Debajo de la capucha oscura se escondía un rostro pétreo en el sentido literal de la palabra: grisáceo, surcado de vetas oscuras, e iluminado por dos ojos de un rojo incandescente. El siniestro asaltante, los contempló un instante, como si los evaluase, antes de esbozar una sonrisa macabra y encaminarse hacia el primero de ellos. Este, en un momento de cordura, trató de detenerlo alzando su espada, pero de poco le sirvió. Ya que, dada la fuerza e impenetrabilidad de la piel de aquella criatura, la espada resbaló con un chirrido sobre ella antes de que su portador sufriese enseguida el mismo destino que el sargento.
El otro soldado, por su parte, en cuanto se vio solo ante aquel ser de pesadilla, salió corriendo en dirección contraria en busca de más refuerzos. No obstante, apenas pudo avanzar unos pasos antes de que otro monstruo se interpusiera en su camino. Sin poder emitir sonido alguno, sintió entonces cómo una garra de piedra se cerraba en torno a su garganta justo antes de perder el conocimiento y seguir el letal camino de sus dos compañeros.
Tras deshacerse de sus oponentes, los dos seres pétreos se miraron un instante, satisfechos, para acto seguido saltar los cinco metros de muro que separaban su posición del suelo, aterrizando con fuerza y destrozando las piedras que recibieron el impacto de sus enormes cuerpos. Procedentes de las casas más próximas se escuchaban gritos de lo más diverso y, a medida que avanzaban, por las calles se encontraron con los habitantes de la ciudad; los cuales, al tiempo que corrían asustados tratando de esconderse, daban media vuelta con un aullido en cuanto los veían aparecer. A ellos, o a alguno de los otros doscientos geruk que componían su batallón.
En el castillo, igualmente, cundía el pánico.
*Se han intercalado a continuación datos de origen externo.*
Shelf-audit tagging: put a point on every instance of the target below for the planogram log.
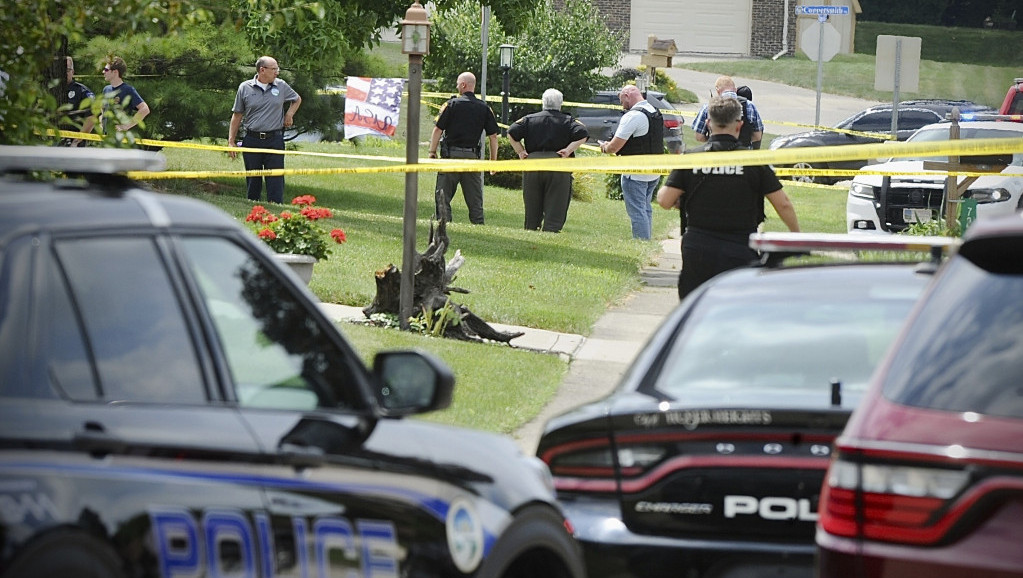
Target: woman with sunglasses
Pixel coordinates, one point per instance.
(124, 93)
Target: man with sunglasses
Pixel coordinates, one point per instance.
(259, 104)
(721, 206)
(124, 93)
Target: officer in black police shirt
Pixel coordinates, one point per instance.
(461, 121)
(548, 134)
(721, 206)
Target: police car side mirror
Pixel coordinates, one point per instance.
(411, 382)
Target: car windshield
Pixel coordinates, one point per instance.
(731, 348)
(970, 334)
(941, 133)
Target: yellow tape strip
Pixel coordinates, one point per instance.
(657, 163)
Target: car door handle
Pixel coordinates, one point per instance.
(94, 439)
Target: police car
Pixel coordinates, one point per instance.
(708, 458)
(175, 404)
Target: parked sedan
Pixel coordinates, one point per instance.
(927, 478)
(173, 402)
(602, 122)
(708, 457)
(912, 116)
(876, 205)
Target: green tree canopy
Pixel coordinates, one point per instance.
(312, 39)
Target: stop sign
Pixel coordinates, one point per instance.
(820, 41)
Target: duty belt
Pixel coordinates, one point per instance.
(264, 135)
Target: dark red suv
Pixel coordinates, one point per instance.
(927, 478)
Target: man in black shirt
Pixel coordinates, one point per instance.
(721, 206)
(548, 134)
(83, 119)
(461, 121)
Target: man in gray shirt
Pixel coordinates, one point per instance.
(259, 105)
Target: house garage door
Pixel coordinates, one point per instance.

Los monarcas se habían levantado rápidamente de la cama al escuchar la algarabía, y el rey, en cuanto le habían informado de cuál era el origen de aquel desastre, se había asomado a la ventana para comprobar con sus propios ojos lo que sucedía en el patio. Sin embargo, apenas había tenido unos segundos para hacerlo antes de que una enorme roca, lanzada desde algún punto indefinido de la muralla, se estrellase sobre su frente, acabando con su vida de inmediato.
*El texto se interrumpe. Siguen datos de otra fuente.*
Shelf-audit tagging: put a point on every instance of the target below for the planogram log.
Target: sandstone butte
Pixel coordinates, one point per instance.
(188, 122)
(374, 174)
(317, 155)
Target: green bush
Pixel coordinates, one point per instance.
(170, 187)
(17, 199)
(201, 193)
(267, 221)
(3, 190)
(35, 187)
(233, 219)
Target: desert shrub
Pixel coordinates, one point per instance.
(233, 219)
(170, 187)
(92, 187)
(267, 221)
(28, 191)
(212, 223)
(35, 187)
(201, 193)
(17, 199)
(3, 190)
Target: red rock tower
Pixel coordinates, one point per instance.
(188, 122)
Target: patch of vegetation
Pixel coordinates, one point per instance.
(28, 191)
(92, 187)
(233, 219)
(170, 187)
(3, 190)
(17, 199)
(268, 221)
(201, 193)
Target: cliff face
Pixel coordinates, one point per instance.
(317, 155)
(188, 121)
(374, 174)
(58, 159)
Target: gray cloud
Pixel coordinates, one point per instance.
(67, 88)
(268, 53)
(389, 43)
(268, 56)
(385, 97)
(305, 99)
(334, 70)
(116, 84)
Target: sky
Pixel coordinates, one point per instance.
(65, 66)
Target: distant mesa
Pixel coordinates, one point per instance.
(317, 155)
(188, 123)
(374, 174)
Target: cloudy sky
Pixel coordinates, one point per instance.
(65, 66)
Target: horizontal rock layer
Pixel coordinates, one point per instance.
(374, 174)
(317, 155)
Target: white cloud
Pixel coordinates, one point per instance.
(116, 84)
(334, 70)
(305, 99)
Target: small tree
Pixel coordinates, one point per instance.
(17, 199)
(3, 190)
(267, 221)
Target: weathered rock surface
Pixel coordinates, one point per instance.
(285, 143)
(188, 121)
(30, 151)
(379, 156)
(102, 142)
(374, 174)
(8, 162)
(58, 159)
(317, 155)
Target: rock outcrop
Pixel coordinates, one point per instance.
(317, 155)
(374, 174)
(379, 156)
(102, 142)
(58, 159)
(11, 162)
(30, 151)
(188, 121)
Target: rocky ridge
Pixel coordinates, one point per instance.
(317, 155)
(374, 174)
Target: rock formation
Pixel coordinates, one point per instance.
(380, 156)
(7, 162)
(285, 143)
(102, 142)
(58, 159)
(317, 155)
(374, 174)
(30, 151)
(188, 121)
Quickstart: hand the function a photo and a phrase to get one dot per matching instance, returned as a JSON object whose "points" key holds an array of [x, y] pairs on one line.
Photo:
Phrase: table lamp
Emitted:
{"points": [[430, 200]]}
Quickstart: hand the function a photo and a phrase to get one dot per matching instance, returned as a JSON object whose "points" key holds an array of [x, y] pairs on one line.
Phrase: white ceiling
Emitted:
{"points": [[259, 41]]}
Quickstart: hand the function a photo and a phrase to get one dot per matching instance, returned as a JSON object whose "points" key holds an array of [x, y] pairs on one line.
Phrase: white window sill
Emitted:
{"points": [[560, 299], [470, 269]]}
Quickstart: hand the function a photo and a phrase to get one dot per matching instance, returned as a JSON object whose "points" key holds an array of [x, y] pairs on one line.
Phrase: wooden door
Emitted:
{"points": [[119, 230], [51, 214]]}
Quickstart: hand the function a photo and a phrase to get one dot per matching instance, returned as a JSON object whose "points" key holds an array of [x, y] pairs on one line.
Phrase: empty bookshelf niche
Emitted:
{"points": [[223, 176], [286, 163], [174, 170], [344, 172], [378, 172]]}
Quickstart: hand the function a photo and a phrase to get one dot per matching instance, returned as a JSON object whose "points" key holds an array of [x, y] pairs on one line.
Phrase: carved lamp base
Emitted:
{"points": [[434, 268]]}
La reina, al verlo, chilló espantada y se arrojó sobre él, tomándolo entre sus brazos. Pero ya era demasiado tarde.
***
El general de aquel ejército alzó la cabeza encapuchada al escuchar el aullido de dolor de la mujer, procedente del castillo, y mostró una sonrisa taimada. Así que la reina aún estaba viva, pero el rey no. Sus seguidores habían hecho un buen trabajo. "Bien", pensó. "Así, mi venganza será completa contra ella".
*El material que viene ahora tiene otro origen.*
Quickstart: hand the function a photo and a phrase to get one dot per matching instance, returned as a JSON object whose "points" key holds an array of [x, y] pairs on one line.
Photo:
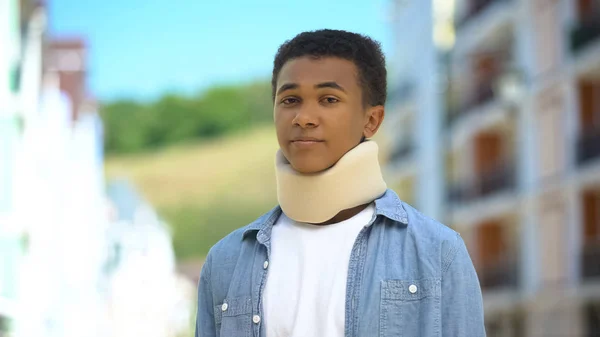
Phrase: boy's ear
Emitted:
{"points": [[374, 118]]}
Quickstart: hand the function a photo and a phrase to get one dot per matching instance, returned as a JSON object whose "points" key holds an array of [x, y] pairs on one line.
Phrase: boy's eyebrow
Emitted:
{"points": [[287, 86], [332, 85], [291, 86]]}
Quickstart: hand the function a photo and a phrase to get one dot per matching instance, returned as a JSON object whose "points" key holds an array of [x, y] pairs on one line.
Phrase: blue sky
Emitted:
{"points": [[143, 48]]}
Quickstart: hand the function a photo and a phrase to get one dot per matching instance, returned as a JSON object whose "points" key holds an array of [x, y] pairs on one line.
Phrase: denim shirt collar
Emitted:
{"points": [[388, 205]]}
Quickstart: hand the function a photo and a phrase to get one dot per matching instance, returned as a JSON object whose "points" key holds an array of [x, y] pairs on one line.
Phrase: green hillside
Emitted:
{"points": [[205, 190]]}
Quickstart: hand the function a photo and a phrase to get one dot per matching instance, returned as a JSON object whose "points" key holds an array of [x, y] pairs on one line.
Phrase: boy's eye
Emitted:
{"points": [[290, 100]]}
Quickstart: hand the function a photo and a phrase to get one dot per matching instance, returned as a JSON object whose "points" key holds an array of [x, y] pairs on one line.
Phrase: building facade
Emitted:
{"points": [[521, 155]]}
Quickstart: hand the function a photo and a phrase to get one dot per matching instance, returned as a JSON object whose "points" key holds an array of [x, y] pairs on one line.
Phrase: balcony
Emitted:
{"points": [[588, 146], [503, 274], [482, 94], [585, 32], [590, 257], [501, 178], [476, 7]]}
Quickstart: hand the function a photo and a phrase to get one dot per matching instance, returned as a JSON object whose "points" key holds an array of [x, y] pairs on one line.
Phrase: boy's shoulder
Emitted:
{"points": [[231, 244]]}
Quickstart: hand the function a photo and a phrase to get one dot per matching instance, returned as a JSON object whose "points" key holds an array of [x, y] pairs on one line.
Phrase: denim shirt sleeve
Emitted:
{"points": [[205, 321], [462, 303]]}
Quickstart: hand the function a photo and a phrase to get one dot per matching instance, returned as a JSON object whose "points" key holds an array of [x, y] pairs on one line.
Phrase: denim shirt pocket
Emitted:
{"points": [[233, 317], [410, 308]]}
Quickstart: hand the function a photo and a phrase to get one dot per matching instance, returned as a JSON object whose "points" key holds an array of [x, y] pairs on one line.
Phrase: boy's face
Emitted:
{"points": [[319, 112]]}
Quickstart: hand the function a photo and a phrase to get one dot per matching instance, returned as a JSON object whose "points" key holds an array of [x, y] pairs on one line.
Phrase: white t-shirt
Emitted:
{"points": [[305, 291]]}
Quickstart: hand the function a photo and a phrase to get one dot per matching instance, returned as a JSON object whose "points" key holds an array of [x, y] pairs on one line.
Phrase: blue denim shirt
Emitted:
{"points": [[408, 275]]}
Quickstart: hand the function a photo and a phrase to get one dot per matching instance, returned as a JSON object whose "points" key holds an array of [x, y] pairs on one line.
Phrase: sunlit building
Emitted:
{"points": [[519, 138]]}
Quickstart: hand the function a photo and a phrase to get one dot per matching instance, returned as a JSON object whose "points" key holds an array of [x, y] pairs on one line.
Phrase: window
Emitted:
{"points": [[589, 101], [547, 34]]}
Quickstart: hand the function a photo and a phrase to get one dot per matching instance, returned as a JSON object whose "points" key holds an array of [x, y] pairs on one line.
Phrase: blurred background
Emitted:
{"points": [[134, 135]]}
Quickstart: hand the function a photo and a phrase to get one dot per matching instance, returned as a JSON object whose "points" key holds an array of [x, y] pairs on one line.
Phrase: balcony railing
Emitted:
{"points": [[590, 261], [501, 178], [476, 8], [586, 31], [503, 274], [482, 94], [588, 146]]}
Se encontraba en el centro de la plaza principal de la ciudad, rodeado de casas ardiendo y cadáveres esparcidos a sus pies. Pero todo aquello no parecía disgustarle; ni siquiera daba muestra de verlo. Su objetivo, desde que había partido con su ejército y desde que había escuchado aquellas palabras malditas, hacía casi cinco años, era otro. Por lo cual, con un gesto rápido, indicó a varios de sus secuaces que lo siguieran por una estrecha callejuela; llegando, al cabo de unos minutos, a las puertas del recinto amurallado del castillo.